2 - Les cancers de bon pronostic très hormonosensibles, de grade 1 sans hyperexpression de
HER2 avec un KI 67 faible, quelle que soit leur masse tumorale vont relever
d’une hormonothérapie ; le risque de récidive est plus faible et la
chimiothérapie peu efficace.
3 - les cancers de pronostic
intermédiaire n’entrent dans aucune de ces catégories ; l’indication de
chimiothérapie repose sur des arguments discutables et peut donc varier selon
les praticiens. Schématiquement, plus le nombre de facteurs pronostiques est
élevé, plus mauvais est le pronostic Une solution possible consiste à utiliser
une signature génétique qui permet de reclassifier entre moitié et 2/3 des
tumeurs en bon ou mauvais pronostic.
D) Quelle efficacité des
traitements adjuvants ?
La
chimiothérapie diminue le risque de récidive d’environ 40 % sur une population
générale. Ceci veut dire que si le risque annuel de récidive est de 20%, la
diminution absolue du risque est d’environ 8% ; 8% des malades tireront un
bénéfice de la chimiothérapie. Si le risque annuel de récidive est de 5%, 2%
des patientes en tireront un bénéfice.
L’hormonothérapie
diminue le risque de récidive d’environ 50% sur une population hormonosensible.

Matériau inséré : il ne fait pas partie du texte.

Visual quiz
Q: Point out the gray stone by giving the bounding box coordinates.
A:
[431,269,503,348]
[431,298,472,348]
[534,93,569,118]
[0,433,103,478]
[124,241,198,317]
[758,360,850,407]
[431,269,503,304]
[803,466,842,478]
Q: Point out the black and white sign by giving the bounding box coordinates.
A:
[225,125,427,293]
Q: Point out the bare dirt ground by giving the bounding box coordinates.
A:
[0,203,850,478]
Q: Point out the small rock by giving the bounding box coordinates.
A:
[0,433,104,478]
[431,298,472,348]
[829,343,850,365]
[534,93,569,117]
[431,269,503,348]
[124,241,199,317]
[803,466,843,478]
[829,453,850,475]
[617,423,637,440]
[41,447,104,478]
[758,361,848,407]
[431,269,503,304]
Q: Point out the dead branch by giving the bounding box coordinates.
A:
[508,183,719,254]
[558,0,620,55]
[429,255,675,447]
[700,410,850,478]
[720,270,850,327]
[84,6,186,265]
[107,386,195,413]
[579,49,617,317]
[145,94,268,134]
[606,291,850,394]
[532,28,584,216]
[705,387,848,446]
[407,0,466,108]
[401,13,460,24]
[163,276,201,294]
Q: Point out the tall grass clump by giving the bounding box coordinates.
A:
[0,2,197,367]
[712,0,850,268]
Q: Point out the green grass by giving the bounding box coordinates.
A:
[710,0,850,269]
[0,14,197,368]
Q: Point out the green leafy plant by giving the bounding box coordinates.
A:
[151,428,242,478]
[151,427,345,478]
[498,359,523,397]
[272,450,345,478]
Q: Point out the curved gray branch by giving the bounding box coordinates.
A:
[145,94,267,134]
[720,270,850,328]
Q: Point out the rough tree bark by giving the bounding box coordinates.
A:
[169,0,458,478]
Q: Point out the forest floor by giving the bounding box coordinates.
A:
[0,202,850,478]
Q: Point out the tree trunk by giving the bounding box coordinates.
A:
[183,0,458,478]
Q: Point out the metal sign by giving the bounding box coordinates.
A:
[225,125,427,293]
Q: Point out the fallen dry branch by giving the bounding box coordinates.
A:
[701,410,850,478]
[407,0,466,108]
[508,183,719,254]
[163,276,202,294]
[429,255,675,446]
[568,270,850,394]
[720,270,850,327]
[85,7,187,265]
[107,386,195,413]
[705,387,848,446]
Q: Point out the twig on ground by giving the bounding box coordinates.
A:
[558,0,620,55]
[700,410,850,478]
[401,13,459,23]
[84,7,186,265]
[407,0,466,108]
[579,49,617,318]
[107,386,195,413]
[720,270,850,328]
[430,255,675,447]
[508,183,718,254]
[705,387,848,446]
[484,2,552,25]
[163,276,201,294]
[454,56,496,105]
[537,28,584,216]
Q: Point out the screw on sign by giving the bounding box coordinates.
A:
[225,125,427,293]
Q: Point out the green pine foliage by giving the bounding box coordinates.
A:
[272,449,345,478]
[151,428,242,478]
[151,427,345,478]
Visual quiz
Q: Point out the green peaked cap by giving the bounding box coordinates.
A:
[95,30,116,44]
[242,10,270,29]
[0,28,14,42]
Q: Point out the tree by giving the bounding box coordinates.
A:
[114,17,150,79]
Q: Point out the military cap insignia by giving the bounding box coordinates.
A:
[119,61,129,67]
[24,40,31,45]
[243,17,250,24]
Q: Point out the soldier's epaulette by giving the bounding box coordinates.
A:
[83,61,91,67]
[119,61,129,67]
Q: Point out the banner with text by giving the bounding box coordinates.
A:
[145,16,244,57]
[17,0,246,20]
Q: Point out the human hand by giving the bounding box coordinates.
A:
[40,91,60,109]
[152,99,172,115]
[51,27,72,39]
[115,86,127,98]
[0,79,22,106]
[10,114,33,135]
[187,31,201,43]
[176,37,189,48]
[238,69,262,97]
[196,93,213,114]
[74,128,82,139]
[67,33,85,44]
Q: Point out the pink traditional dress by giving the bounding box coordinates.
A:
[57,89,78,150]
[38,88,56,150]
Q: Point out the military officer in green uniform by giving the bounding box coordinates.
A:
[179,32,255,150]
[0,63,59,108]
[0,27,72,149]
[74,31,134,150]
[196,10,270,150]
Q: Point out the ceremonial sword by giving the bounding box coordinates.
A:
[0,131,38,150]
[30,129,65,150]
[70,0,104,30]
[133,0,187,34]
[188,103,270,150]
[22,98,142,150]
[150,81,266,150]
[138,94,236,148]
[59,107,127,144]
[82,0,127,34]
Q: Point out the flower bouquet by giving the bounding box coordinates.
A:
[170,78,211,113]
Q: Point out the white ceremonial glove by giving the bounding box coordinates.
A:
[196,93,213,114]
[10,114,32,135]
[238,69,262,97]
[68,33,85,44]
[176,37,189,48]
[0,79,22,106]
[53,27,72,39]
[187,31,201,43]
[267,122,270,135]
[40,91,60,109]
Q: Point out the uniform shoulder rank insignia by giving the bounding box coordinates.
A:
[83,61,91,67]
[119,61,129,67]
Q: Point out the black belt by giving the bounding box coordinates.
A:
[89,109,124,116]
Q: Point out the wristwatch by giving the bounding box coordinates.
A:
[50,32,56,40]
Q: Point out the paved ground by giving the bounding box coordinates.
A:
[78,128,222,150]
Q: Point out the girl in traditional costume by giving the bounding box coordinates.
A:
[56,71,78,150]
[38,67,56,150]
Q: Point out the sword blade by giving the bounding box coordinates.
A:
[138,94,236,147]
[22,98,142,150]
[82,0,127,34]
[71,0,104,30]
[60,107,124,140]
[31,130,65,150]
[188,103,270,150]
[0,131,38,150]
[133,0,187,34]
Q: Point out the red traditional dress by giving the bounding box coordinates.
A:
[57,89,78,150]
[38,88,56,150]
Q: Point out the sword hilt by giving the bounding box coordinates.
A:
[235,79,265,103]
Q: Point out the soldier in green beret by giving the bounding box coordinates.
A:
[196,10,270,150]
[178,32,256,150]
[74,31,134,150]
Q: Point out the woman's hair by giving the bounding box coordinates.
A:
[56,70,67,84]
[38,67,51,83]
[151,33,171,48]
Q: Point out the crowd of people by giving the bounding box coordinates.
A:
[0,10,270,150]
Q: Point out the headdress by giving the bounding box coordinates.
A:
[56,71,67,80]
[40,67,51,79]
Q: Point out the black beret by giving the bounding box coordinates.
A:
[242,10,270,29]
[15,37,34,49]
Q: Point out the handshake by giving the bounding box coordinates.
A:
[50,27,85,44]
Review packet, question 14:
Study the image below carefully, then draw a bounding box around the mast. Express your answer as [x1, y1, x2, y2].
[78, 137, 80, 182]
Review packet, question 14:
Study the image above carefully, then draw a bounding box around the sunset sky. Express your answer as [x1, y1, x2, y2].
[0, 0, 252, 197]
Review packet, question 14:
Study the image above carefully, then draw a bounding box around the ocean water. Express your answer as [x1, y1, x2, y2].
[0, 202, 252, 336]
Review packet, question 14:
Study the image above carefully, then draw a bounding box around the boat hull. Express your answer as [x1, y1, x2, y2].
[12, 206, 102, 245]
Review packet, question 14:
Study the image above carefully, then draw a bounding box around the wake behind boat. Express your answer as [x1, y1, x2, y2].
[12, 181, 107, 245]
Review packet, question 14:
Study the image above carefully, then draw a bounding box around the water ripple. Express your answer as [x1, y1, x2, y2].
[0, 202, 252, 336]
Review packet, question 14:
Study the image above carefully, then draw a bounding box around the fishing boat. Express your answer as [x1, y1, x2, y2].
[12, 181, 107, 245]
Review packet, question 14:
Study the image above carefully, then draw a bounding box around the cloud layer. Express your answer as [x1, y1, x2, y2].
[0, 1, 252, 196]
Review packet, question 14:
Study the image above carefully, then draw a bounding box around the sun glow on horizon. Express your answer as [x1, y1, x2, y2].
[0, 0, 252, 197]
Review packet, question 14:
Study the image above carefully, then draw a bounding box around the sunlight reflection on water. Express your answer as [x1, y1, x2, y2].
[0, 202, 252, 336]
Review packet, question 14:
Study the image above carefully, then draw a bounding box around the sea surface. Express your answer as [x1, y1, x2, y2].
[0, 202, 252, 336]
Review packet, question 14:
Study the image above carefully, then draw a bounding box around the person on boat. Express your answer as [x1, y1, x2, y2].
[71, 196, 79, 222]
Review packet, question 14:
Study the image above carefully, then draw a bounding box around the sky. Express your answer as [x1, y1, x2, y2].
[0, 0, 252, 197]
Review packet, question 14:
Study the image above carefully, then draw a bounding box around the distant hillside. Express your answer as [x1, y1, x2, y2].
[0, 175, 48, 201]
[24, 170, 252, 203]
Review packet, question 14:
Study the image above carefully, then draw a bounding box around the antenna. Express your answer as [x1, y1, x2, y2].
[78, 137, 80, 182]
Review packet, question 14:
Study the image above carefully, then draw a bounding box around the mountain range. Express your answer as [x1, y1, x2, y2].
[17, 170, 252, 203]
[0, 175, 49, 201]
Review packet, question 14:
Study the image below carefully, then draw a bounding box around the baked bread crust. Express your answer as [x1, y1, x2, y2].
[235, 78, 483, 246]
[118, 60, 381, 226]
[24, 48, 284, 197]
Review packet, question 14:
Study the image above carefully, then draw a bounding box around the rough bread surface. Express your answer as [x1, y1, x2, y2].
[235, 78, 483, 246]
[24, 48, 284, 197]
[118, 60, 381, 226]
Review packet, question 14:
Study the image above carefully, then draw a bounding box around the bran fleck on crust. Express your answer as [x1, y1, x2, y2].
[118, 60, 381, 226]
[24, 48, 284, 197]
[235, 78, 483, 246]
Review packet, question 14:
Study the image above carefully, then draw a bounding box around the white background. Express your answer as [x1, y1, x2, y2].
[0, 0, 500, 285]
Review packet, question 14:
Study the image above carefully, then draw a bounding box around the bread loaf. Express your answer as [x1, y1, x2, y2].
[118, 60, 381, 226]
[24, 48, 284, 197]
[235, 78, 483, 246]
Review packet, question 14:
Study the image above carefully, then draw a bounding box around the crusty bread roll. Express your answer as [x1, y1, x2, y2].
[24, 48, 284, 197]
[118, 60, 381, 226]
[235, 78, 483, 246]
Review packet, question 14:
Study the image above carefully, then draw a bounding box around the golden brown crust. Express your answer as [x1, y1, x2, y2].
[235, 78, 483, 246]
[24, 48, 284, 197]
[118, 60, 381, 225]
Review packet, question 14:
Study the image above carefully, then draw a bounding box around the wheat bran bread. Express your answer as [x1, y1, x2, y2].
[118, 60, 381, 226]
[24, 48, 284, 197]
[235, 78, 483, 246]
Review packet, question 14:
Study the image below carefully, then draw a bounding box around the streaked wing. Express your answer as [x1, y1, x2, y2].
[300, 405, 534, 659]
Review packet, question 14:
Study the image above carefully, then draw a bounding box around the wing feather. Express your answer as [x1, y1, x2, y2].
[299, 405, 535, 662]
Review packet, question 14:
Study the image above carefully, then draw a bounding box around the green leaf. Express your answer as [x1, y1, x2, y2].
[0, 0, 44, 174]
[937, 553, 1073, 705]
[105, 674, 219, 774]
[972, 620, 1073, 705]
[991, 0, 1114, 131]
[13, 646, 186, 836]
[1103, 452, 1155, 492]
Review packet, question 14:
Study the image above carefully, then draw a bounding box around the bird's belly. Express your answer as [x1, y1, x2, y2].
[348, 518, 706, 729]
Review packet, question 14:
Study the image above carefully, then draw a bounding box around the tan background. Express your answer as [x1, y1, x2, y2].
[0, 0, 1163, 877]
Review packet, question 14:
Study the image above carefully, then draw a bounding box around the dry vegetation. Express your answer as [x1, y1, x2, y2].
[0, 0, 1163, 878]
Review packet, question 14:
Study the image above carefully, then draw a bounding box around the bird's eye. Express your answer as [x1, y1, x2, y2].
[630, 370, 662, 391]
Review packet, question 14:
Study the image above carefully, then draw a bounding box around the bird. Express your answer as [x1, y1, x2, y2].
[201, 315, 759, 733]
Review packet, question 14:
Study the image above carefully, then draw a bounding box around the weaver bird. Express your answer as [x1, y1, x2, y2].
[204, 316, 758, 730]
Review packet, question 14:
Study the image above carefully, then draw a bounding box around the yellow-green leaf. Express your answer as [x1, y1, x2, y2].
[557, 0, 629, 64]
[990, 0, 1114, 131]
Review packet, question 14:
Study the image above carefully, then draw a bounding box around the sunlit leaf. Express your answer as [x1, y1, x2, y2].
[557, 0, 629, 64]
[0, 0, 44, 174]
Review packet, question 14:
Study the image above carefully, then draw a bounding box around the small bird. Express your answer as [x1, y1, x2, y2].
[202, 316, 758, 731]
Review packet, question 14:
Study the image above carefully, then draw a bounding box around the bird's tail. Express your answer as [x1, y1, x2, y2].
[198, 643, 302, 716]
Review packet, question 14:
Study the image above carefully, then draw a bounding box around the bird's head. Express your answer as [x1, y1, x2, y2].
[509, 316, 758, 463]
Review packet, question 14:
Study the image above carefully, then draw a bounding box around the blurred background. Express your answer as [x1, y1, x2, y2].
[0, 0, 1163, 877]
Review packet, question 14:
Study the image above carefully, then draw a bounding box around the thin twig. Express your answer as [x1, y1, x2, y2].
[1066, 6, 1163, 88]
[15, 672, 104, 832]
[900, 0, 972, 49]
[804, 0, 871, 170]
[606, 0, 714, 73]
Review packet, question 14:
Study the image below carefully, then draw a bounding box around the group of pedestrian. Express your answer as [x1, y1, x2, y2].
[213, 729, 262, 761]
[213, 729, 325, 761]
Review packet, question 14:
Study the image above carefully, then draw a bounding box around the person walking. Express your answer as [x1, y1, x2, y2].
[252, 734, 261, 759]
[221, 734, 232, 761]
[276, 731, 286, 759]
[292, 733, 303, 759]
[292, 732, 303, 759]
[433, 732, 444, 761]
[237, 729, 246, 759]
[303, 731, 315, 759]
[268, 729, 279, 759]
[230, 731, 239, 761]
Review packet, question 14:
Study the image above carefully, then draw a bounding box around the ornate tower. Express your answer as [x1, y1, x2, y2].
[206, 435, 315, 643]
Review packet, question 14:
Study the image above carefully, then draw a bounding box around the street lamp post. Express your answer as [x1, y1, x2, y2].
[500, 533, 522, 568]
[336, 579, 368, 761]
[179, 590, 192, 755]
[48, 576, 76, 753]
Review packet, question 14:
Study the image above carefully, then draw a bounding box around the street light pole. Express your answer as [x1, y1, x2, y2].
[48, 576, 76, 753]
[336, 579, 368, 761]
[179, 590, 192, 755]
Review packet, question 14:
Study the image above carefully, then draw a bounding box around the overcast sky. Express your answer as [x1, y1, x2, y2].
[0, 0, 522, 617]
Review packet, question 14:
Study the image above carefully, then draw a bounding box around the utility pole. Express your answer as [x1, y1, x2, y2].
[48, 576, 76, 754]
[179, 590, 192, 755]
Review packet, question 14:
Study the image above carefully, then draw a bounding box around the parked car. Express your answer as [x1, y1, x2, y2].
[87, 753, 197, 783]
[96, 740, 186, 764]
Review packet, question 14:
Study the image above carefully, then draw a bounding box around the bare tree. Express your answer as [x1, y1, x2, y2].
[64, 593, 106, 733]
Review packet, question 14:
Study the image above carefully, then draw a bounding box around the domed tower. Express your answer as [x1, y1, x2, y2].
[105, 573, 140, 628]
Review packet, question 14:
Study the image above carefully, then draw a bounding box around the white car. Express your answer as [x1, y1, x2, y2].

Le même calcul s’applique.
Les
effets de la chimiothérapie et de l’hormonothérapie s’ajoutent.
E) Conclusion
Un
cancer du sein se caractérise par sa masse tumorale (taille de la tumeur et
nombre de ganglions axillaires envahis) et son agressivité dont dépend la
cinétique d’apparition des métastases et sa chimiosensibilité. Ces facteurs
sont pronostiques et certains sont prédictifs. La tentative de synthèse de ces
facteurs est à l’origine de l’indication de chimiothérapie et/ou
d’hormonothérapie.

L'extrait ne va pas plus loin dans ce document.